Lunch at Taste Sussex
With several international restaurant chains lining its boardwalk, the Marina has historically been at odds with Brighton & Hove’s reputation as a champion for local food.
But all of that may have just changed.
Taste Sussex is a new collaboration between local chef Phil Bartley (The Great British Charcuterie Co, Hove Place) and businessman Steve Pineau (L’Atelier du Vin). Former partners at North Road’s French bistro Grow40, the established duo have once again joined forces – this time bringing their culinary prowess to the Marina.
The restaurant is set in the former home of Frankie & Benny’s and offers casual, all-day dining for families and diners, boasting more than 100 covers across plush, scarlet-hued leather banquettes and booths. With a playful nod towards larger chain restaurants, Taste Sussex keeps its culinary offerings consistent with Marina’s signature easygoing style (think burgers, hot sandwiches, focaccias and chips). However, the restaurant goes the extra mile by adding a local twist, with Bartley making a point to work with local farms, producers and vineyards.
As a result, the menus herald local farms and ingredients, reading like a contact list of great suppliers and small businesses based from Chichester to Hastings. On the drinks menu, Hepworth Brewery – which blends barley from West Sussex’s Goodwood Estate with Bodiam hops – boasts a generous selection that combines blonde, IPA and low-alcohol options.

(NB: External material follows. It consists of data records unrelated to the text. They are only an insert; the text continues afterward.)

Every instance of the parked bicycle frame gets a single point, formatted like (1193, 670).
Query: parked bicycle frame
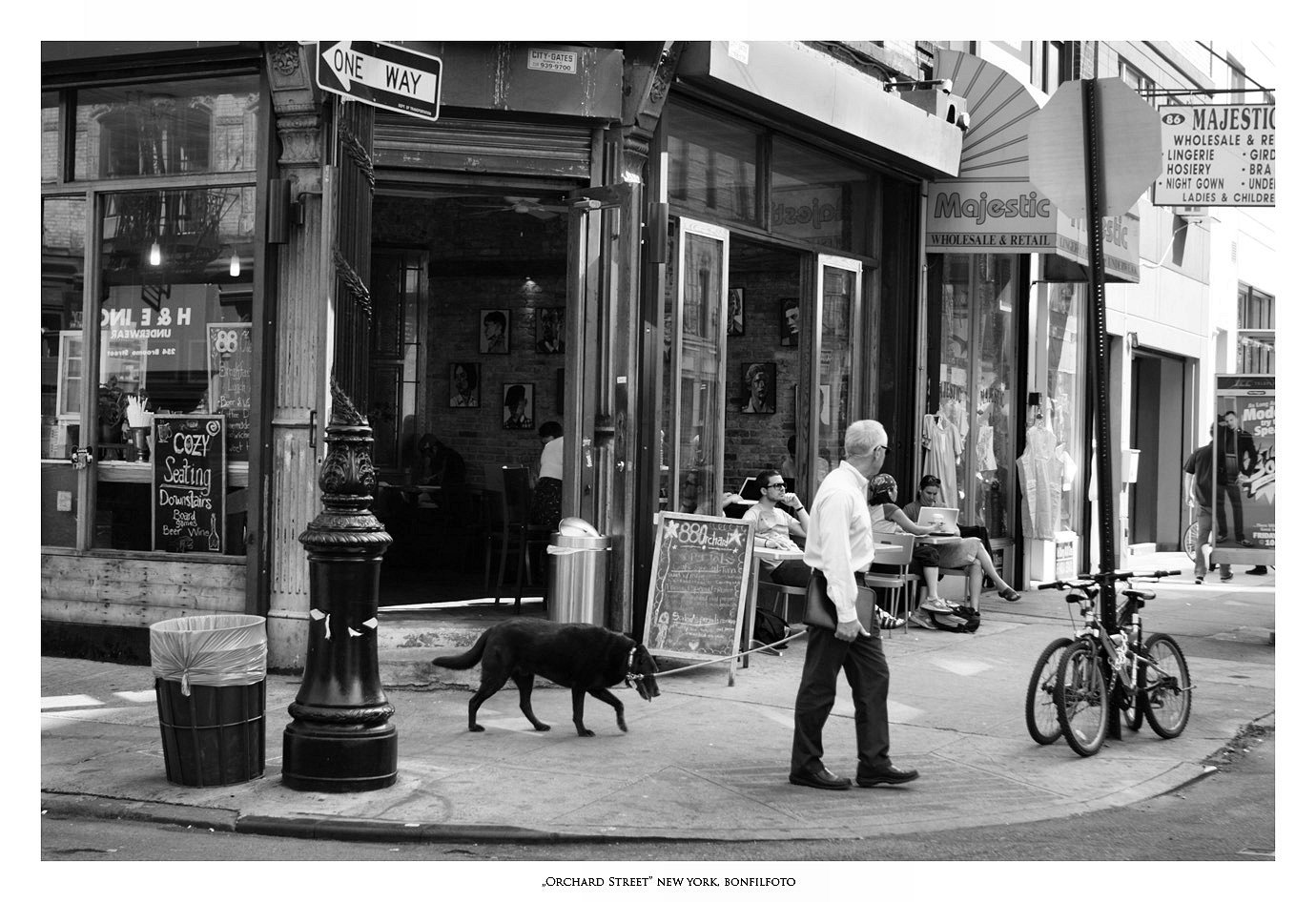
(1100, 668)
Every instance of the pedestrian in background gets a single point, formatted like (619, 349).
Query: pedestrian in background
(1197, 484)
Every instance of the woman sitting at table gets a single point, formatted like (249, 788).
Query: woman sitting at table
(774, 527)
(953, 554)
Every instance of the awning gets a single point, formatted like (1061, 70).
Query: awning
(993, 208)
(792, 82)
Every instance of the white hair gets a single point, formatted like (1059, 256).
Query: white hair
(862, 437)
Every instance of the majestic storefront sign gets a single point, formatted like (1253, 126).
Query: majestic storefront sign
(1012, 217)
(1218, 155)
(989, 215)
(994, 208)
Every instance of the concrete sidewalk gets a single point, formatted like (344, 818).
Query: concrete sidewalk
(704, 760)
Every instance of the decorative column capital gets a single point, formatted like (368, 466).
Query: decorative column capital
(348, 485)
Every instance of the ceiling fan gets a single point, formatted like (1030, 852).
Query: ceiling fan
(530, 205)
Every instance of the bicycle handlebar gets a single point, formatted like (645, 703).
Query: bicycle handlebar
(1105, 578)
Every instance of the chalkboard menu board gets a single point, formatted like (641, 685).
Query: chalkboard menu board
(696, 590)
(229, 367)
(187, 482)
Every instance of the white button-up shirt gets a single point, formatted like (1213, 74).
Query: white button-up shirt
(840, 540)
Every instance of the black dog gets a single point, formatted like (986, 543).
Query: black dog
(586, 659)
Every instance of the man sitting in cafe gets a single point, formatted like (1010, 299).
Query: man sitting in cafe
(774, 527)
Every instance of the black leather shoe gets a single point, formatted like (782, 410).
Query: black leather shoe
(820, 779)
(891, 776)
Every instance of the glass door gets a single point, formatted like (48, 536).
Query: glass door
(837, 285)
(693, 401)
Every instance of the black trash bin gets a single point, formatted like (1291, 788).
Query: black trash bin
(210, 692)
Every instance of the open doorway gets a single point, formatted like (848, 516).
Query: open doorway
(467, 360)
(1159, 388)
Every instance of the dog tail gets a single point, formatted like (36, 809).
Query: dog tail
(467, 659)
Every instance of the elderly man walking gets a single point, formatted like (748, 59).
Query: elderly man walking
(840, 544)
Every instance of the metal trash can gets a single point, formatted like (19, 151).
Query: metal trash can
(210, 692)
(578, 573)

Lewes’ Bedlam Brewery and locally-loved Harveys also make appearances, while other beverage options come courtesy of successful local brands such as Bird & Blend (tea), Folkington’s (fizzy drinks), and Gelato Gusto’s rich, thick shakes (but, more on that later).

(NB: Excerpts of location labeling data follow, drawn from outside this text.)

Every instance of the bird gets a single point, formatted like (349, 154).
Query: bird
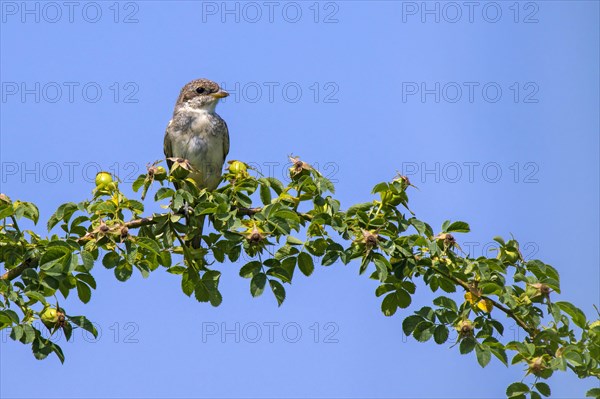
(196, 133)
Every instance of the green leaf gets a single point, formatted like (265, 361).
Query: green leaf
(446, 303)
(305, 263)
(576, 314)
(423, 331)
(9, 315)
(265, 194)
(87, 278)
(544, 388)
(467, 345)
(459, 227)
(123, 271)
(403, 298)
(409, 324)
(88, 260)
(330, 258)
(382, 265)
(294, 241)
(516, 389)
(201, 292)
(278, 291)
(36, 296)
(440, 334)
(250, 269)
(483, 355)
(111, 260)
(83, 292)
(593, 393)
(148, 243)
(53, 256)
(84, 323)
(389, 305)
(257, 284)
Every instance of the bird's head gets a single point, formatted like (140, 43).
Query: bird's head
(201, 94)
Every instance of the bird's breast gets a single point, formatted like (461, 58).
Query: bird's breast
(194, 136)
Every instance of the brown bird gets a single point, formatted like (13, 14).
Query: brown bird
(199, 135)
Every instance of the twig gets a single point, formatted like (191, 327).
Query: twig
(507, 311)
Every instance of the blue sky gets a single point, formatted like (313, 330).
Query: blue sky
(492, 111)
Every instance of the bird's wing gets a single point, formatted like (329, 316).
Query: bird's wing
(225, 140)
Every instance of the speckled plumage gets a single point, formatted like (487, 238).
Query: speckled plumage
(197, 133)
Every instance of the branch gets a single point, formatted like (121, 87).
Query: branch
(17, 271)
(507, 311)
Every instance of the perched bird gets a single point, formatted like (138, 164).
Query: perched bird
(197, 134)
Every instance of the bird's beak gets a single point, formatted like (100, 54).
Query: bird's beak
(220, 94)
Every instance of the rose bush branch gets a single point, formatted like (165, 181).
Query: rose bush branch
(282, 228)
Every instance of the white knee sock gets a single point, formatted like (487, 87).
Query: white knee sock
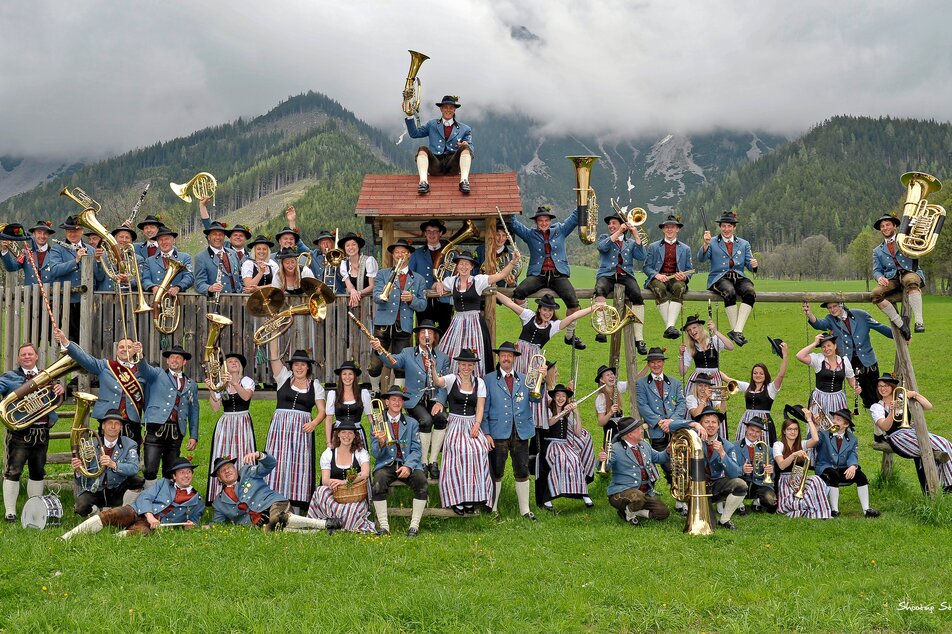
(91, 525)
(296, 521)
(465, 160)
(915, 303)
(890, 312)
(863, 493)
(34, 488)
(423, 164)
(383, 520)
(639, 326)
(731, 315)
(743, 312)
(522, 495)
(437, 445)
(11, 491)
(418, 507)
(834, 497)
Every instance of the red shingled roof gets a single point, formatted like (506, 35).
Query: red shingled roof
(396, 195)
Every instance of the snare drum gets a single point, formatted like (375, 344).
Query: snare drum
(42, 511)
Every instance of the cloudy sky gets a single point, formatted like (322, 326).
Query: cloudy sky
(94, 77)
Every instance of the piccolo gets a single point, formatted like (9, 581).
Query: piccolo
(369, 334)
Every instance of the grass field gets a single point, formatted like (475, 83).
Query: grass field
(573, 571)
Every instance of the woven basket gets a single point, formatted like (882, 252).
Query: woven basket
(350, 493)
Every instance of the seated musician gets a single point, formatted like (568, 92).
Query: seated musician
(722, 466)
(170, 501)
(449, 150)
(754, 472)
(632, 463)
(247, 500)
(119, 454)
(894, 271)
(729, 256)
(837, 462)
(393, 321)
(667, 262)
(398, 461)
(903, 440)
(25, 446)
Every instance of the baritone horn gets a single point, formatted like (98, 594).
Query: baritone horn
(585, 198)
(921, 221)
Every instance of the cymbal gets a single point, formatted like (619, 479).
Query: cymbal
(265, 302)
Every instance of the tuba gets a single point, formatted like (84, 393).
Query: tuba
(167, 307)
(688, 481)
(921, 221)
(80, 439)
(35, 398)
(202, 185)
(585, 197)
(212, 361)
(412, 87)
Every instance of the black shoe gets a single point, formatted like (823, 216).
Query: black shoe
(575, 341)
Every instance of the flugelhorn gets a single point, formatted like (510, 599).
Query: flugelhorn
(202, 185)
(81, 439)
(921, 221)
(585, 197)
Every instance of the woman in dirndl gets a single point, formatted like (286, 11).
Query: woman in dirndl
(790, 449)
(703, 351)
(903, 440)
(569, 458)
(465, 480)
(760, 393)
(345, 456)
(291, 435)
(467, 329)
(538, 327)
(234, 434)
(831, 370)
(347, 402)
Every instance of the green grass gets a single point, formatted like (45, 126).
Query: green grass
(571, 572)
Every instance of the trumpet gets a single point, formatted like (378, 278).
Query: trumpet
(378, 422)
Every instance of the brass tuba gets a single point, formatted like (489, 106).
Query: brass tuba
(202, 185)
(80, 438)
(35, 398)
(212, 360)
(412, 87)
(585, 197)
(688, 481)
(921, 221)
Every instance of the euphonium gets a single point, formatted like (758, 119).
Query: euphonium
(35, 398)
(412, 87)
(535, 375)
(921, 221)
(80, 439)
(213, 362)
(688, 480)
(585, 197)
(378, 421)
(202, 185)
(169, 313)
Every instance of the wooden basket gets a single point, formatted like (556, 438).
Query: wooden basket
(350, 493)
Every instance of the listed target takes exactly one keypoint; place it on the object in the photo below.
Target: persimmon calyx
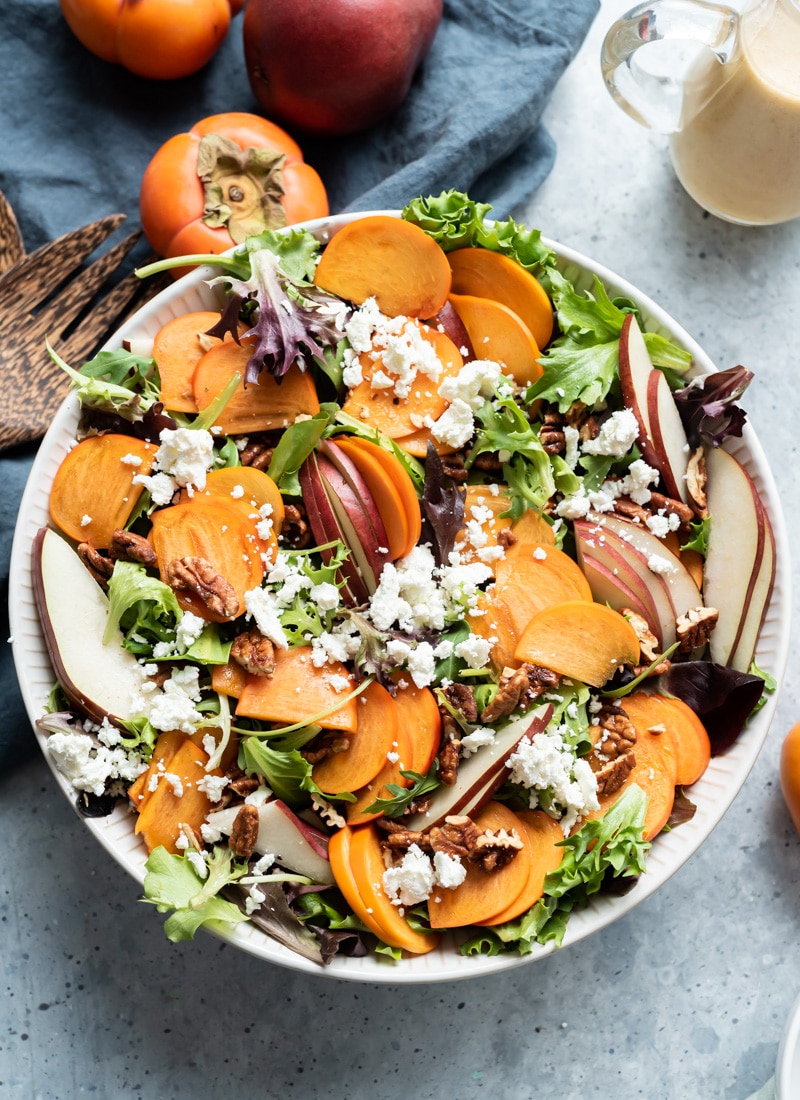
(242, 188)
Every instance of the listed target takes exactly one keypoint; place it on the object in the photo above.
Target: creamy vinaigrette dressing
(738, 156)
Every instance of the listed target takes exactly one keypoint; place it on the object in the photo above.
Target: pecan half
(517, 689)
(196, 576)
(254, 652)
(694, 628)
(125, 546)
(99, 565)
(458, 836)
(244, 832)
(461, 697)
(494, 850)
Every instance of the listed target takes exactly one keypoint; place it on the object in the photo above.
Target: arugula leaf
(294, 447)
(172, 882)
(698, 536)
(402, 796)
(455, 221)
(442, 506)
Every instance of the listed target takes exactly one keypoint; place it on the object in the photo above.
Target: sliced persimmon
(387, 920)
(92, 492)
(500, 334)
(262, 407)
(298, 691)
(221, 535)
(483, 894)
(418, 713)
(247, 487)
(690, 739)
(397, 761)
(178, 345)
(393, 416)
(582, 640)
(546, 855)
(488, 274)
(392, 490)
(176, 801)
(368, 747)
(390, 260)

Sussex halloumi and cheddar, salad from Nutbourne and Fletching Little Nurseries, and potatoes from the Sussex-Kent border accompany the bounty of sandwich remixes on the menu – offering plenty to suit a variety of preferences.
Regretfully eschewing the tater tots (which have an entire section of the menu dedicated to them), we opted to start our meal with a nod towards the co-owners charcuterie shop, sharing a board of cured meats (£6.95) between two. Supplied by Hove’s Rebels charcuterie, the board combines a selection of sourdough and soft, sweet brioche, with a generous helping of smoked salami, cured ham, chorizo – and a ramekin of piquant piccalilli – enticing our tastebuds to come back for more with each mouthful.

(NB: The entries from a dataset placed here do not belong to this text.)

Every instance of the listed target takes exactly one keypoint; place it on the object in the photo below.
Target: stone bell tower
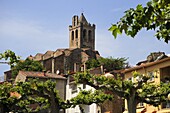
(81, 33)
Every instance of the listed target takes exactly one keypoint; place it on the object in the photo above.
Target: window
(72, 35)
(89, 35)
(84, 35)
(73, 88)
(76, 33)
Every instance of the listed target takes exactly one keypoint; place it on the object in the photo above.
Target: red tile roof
(41, 74)
(146, 65)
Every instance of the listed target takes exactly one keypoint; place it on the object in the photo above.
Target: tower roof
(83, 19)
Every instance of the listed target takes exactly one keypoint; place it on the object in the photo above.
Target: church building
(81, 48)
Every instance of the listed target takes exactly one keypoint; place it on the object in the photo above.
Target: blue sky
(28, 27)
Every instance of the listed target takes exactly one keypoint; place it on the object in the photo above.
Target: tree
(133, 92)
(20, 97)
(16, 64)
(154, 16)
(109, 63)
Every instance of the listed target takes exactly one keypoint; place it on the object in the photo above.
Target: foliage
(35, 95)
(134, 92)
(154, 16)
(24, 95)
(89, 97)
(11, 56)
(109, 63)
(92, 63)
(27, 65)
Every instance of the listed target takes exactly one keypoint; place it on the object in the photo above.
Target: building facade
(157, 65)
(81, 48)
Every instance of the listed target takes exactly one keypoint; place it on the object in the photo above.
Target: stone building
(81, 48)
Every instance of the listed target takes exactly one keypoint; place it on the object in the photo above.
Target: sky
(28, 27)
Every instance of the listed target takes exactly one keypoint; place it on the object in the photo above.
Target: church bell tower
(81, 33)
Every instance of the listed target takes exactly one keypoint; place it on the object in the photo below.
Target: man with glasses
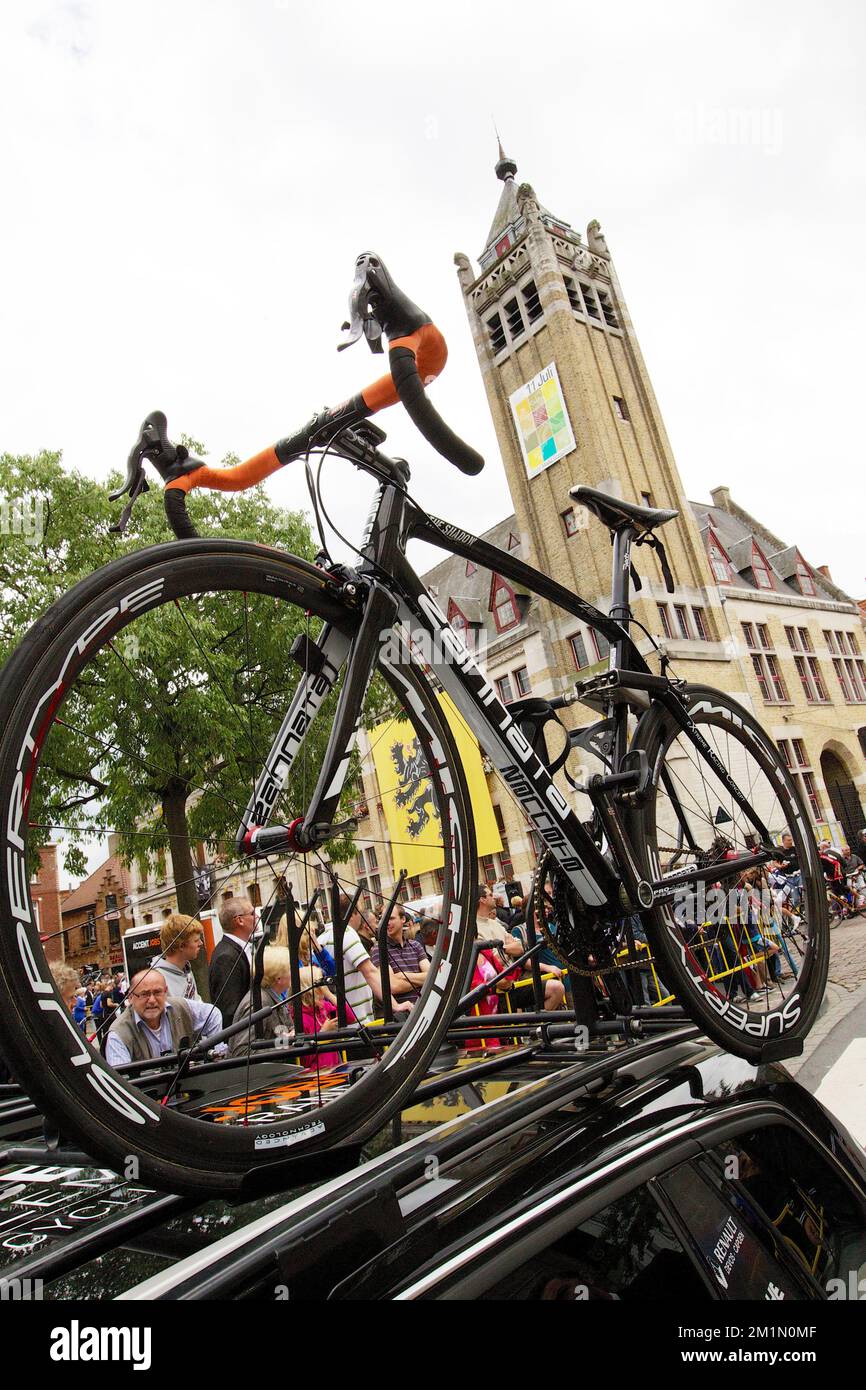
(228, 973)
(154, 1025)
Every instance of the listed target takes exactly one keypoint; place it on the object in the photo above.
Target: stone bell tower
(572, 402)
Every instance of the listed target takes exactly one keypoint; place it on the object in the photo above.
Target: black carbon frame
(395, 592)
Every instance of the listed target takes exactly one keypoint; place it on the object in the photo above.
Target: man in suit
(228, 973)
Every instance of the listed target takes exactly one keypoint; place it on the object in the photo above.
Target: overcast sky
(186, 185)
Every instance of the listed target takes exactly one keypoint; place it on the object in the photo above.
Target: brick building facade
(93, 916)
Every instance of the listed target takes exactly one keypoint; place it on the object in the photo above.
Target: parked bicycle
(104, 677)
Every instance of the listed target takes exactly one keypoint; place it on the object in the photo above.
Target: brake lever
(362, 320)
(139, 485)
(152, 444)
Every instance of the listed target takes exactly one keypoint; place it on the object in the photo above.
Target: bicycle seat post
(620, 610)
(620, 585)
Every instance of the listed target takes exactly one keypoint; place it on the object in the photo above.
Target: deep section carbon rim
(143, 706)
(740, 959)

For our mains, we thought it criminal if we didn’t try at least one of Taste Sussex’s sandwiches, and the treacle-cured bacon, brie, berry jam and baby gem (£9.95) caught our attention immediately. Served with triple-cooked chips on the side, it’s a very easy crowdpleaser.
Tempted by something a bit different, we also ordered the squash and onion tagine, served with giant couscous, apricot and a summer herb salad (£12.95). A beautiful blend of delicate spices elevated by the sweetness of the apricot, this dish was enough to make our tastebuds sing, with the squash cooked just enough to still deliver an audible, satisfying crunch. Taste Sussex have found an excellent balance of spice within this dish, which produced light perspiration on my forehead without any real discomfort.
Ever gluttons for indulgence, we washed our meals down with a white Kinder Bueno milkshake (£4.95), made with ice cream from Gelato Gusto, which left us suitably stuffed without the need for dessert.
A true champion of the fruits of hard-working businesses across Sussex, Taste Sussex is an excellent and much-needed addition to the area that has seen several businesses close up shop over the last year. Its wide selection of high-quality, yet uncomplicated dishes make an ideal dining choice for those wanting to try something a bit different – whether you’re feeding the family after an afternoon at the cinema or fuelling a stroll along the undercliff.